The appropriation and re-translation of canonical architectural styles has continued into the twentieth century in the 2004 Zhengzhou reproductions of Le Corbusier’s Ronchamp (1954) and in the 2007 Tianducheng 1/3 scale reproduction of the Eiffel Tower. The Tianducheng Eiffel Tower is critical here in that it reveals the cultural complexity of copying. The content that is being appropriated and reproduced, is actually not the tower’s form itself, but rather the semiotic associations of its shape as the letter A, symbolising the French word "Amour" (a love affair), embedding with its romantic symbolism is the populist view of Paris as the "city of love." The attraction therefore for the Eiffel symbol, and its numerous reproductions across China, has more to do with its romantic connotations than in the literal reproduction of the Parisian original, or any of its associated cultural signification of Modernity. What is important is its likeness, not its indexical reproduction.

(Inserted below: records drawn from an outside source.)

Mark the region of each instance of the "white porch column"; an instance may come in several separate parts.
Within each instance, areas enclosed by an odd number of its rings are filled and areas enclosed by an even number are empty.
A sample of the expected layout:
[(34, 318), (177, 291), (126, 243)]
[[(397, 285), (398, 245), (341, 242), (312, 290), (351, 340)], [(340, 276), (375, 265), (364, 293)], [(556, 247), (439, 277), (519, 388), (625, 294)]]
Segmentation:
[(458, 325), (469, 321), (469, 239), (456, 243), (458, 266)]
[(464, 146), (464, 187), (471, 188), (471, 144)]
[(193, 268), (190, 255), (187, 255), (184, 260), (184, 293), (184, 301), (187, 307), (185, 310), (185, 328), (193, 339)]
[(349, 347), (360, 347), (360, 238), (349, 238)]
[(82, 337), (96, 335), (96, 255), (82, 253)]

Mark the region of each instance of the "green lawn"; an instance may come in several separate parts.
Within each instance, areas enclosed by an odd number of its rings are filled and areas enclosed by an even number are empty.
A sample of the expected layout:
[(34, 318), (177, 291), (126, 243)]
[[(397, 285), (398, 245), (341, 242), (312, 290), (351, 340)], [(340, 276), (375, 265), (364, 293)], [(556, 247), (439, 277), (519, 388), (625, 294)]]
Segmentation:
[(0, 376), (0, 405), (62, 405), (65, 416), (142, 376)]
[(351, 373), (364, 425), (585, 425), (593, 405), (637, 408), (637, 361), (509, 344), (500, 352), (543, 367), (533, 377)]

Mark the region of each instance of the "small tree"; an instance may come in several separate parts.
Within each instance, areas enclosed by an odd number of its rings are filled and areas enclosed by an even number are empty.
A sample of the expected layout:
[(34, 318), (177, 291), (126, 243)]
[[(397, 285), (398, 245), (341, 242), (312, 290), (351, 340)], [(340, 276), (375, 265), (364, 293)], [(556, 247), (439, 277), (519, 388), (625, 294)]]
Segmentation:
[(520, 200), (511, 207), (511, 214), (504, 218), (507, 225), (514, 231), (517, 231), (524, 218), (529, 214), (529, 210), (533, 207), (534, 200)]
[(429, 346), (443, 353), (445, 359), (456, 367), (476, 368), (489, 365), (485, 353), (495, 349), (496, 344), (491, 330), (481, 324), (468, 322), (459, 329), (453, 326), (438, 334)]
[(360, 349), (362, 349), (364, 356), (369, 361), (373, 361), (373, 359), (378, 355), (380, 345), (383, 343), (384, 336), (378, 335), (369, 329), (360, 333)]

Whilst Chinese Copyright Law reflects Copyright Law in the West, the ongoing prevalence of the "culture of the copy" in contemporary China reveals the complex nature of the friction between what different cultures understand as the perceived value of a creative work. For example, the Chongqing 22nd Century building is not a direct indexical copy of the Hadid’s Wangjing SOHO. The similarity to the original presents the copy as a sibling, rather than a clone. This article has, in part, argued for a more nuanced understanding of the critical cultural identity embedded within all creative artifacts and an open debate about concepts of ‘idea’ ownership that may very well contradict the foundational keystones of Capitalism itself: the commodification of knowledge.

The Chinese actively dwell in a pluralist postmodern milieu of hyper-real surfaces, images, and simulated environments. Contemporary China has, in the past, fashioned itself as a simulacra of other cultures’ cultural production. However, Chinese attitudes to this trend are shifting. At a literary symposium in 2014, President Xi Jinping (習近平) called for an end to the “strange looking buildings” being built across China. Xi’s aim was to engender a greater sense of inclusive Chinese-ness. More than simply an assemblage of familiar tropes appropriated from the West, this article echoes Xi’s call for a Chinese identity freed from the postmodern mish-mash of western aesthetics. Through such a critical recasting of the cultural value of copying in China, the aesthetic character of the copy thus transforms from the reductive category of the kitsch, to a purveyor of more pronounced cultural symbolism, meaning, and Chinese identity.